我使用MLPCalssifier创建了类NeuralNetworkModel:
@staticmethod
def _init_pipeline(stopwords):
pipe_line = Pipeline([
("vect", CountVectorizer(stop_words=stopwords, lowercase=True)), # bag-of-words
("tfidf", TfidfTransformer()), # tf-idf
("clf", MLPClassifier(hidden_layer_sizes=(15, 15), activation="relu", solver="sgd", max_iter=3000, tol=1e-6, verbose=True)) # model mlp
])
return pipe_line
然后我使用模型训练我的数据集:
class TextClassificationPredict(object):
def __init__(self):
self.test = None
def save_model(self, filePath):
outfile = open(filePath, 'wb')
pickle.dump(obj, outfile)
outfile.close()
def get_train_data(self, train_data, test_data):
df_train = DataFrame(train_data)
df_test = DataFrame(test_data)
# init model neuralnetwork
model = NeuralNetworkModel()
time_start_train = time.time()
clf = model.clf.fit(df_train["content"], df_train.category)
time_stop_train = time.time()
time_train = time_stop_train - time_start_train
print("training time:", time_train) # the time would be round to 3 decimal in seconds
time_start_predict = time.time()
predicted = clf.predict(df_test["content"])
time_stop_predict = time.time()
time_predict = time_stop_predict - time_start_predict
print("predict time:", time_predict)
print("Accuracy", accuracy_score(df_test["category"], predicted))

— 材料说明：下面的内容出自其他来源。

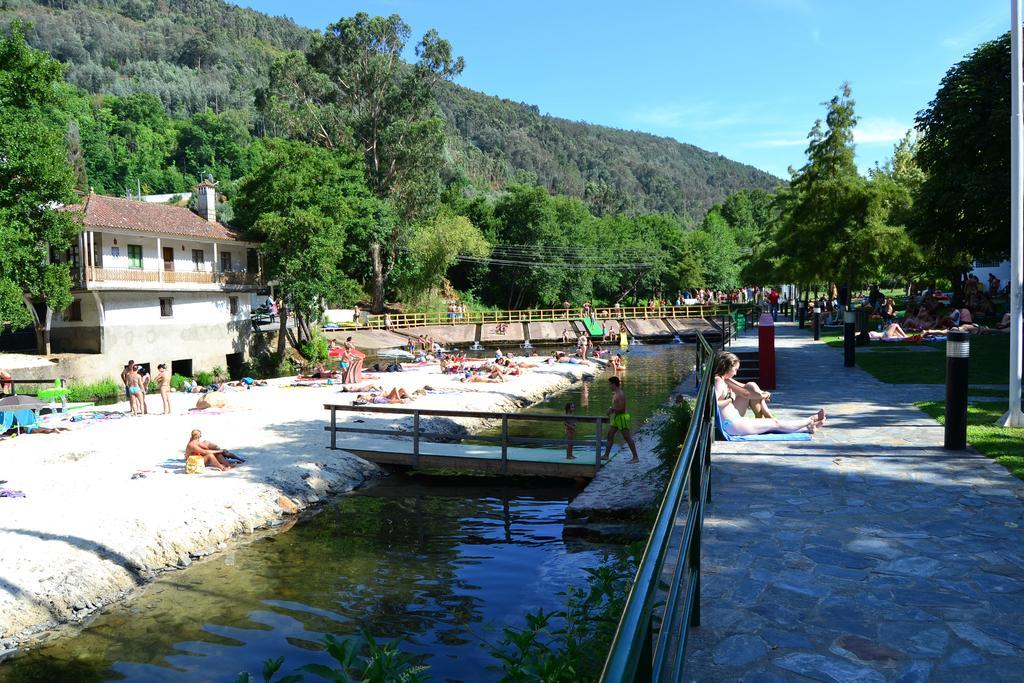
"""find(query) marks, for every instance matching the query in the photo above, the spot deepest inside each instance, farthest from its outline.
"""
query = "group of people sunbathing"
(349, 361)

# print(f1_score(df_test["category"], predicted, average=None))
print(clf.predict_proba(df_test["content"]))
我在main中创建了对象:
if __name__ == '__main__':
train_data = DataLoader(dataPath=Settings.DATA_TRAIN_PATH).get_json()
test_data = DataLoader(dataPath=Settings.DATA_TEST_PATH).get_json()

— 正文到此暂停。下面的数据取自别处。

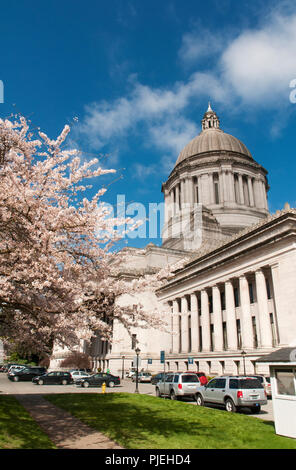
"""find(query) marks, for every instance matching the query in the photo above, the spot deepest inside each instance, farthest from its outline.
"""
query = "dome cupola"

tcp = TextClassificationPredict()
tcp.get_train_data(train_data, test_data)
tcp.save_model(filePath='neural_network_model1515full.pk')
最后,我想使用保存在'neural_network_model1515full.pk'中的模型,所以我写道:
with open('neural_network_model1515full.pk', 'rb') as fin:
clf = pickle.load(fin)
clf.predict(input)
以下是此脚本的输出: AttributeError:'TextClassificationPredict'对象没有属性'predict'